It's always nice when one's brain and one's heart reach a truce. Unfortunately, I am not always a party to their articulation of the truce - so I have no idea why it happened a few days ago. Except that maybe Mom laughing hysterically at my problems put them into a more handle-able perspective for me? It sounds like an unusual cure, for sure, but I'll take what I can get.
This post should be full of profundity.
But I am not really that interested in profundity at the moment. Instead, I am interested in finding out where my cappucino has gone to. Dove il cappucino? Desidero un cappucino, adesso. The decor of Blue Bar is really not that pleasing - I do not come for atmosphere. I come for caffeine. Full stop.
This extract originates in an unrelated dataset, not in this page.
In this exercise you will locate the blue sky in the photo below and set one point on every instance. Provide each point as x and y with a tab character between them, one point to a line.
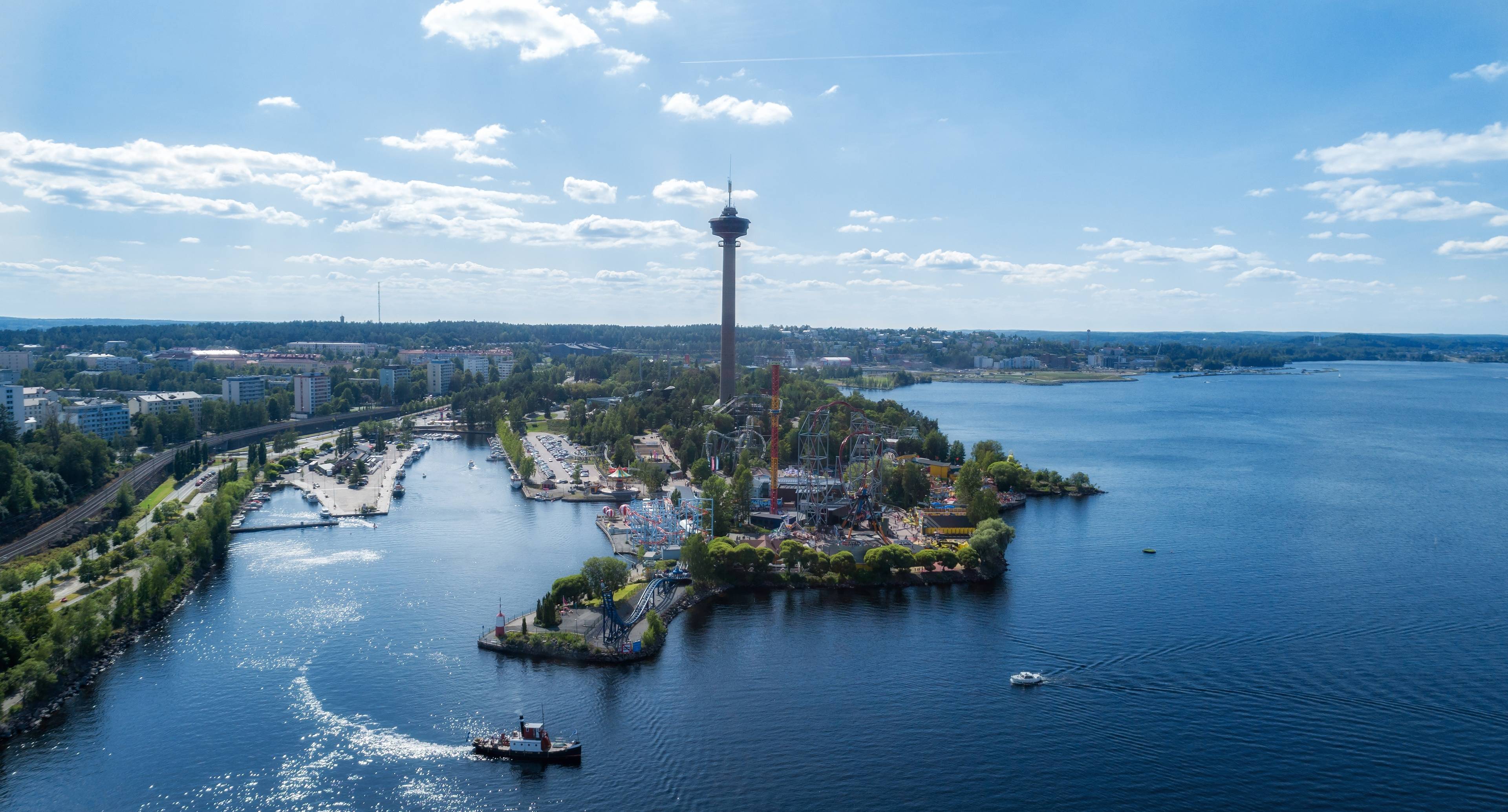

If my hands don't stop hurting soon, I am going to break down and cry. Actually, I kind of wish that I could just have my little inevitable stress-crying bout right now so that I could stop being on the verge of it for days at a time. Over the weirdest things, too. Alexis, Jeff, and Esther denied me access to one of their poetry workshopping sessions. . . well, so what? I'm not in the class, so it's a perfectly reasonable thing for them to do. I've just never been on the outside of a writing group in my life. It was a weird feeling, like the validity of my poetic identity had been denied. I didn't like it much. It must be depressing to be just an art major.
Will I still drink this much coca cola when I'm in the United States?
I think I need to go in search of my cappucino. Like, deep sea diving, only for caffeinated goodness.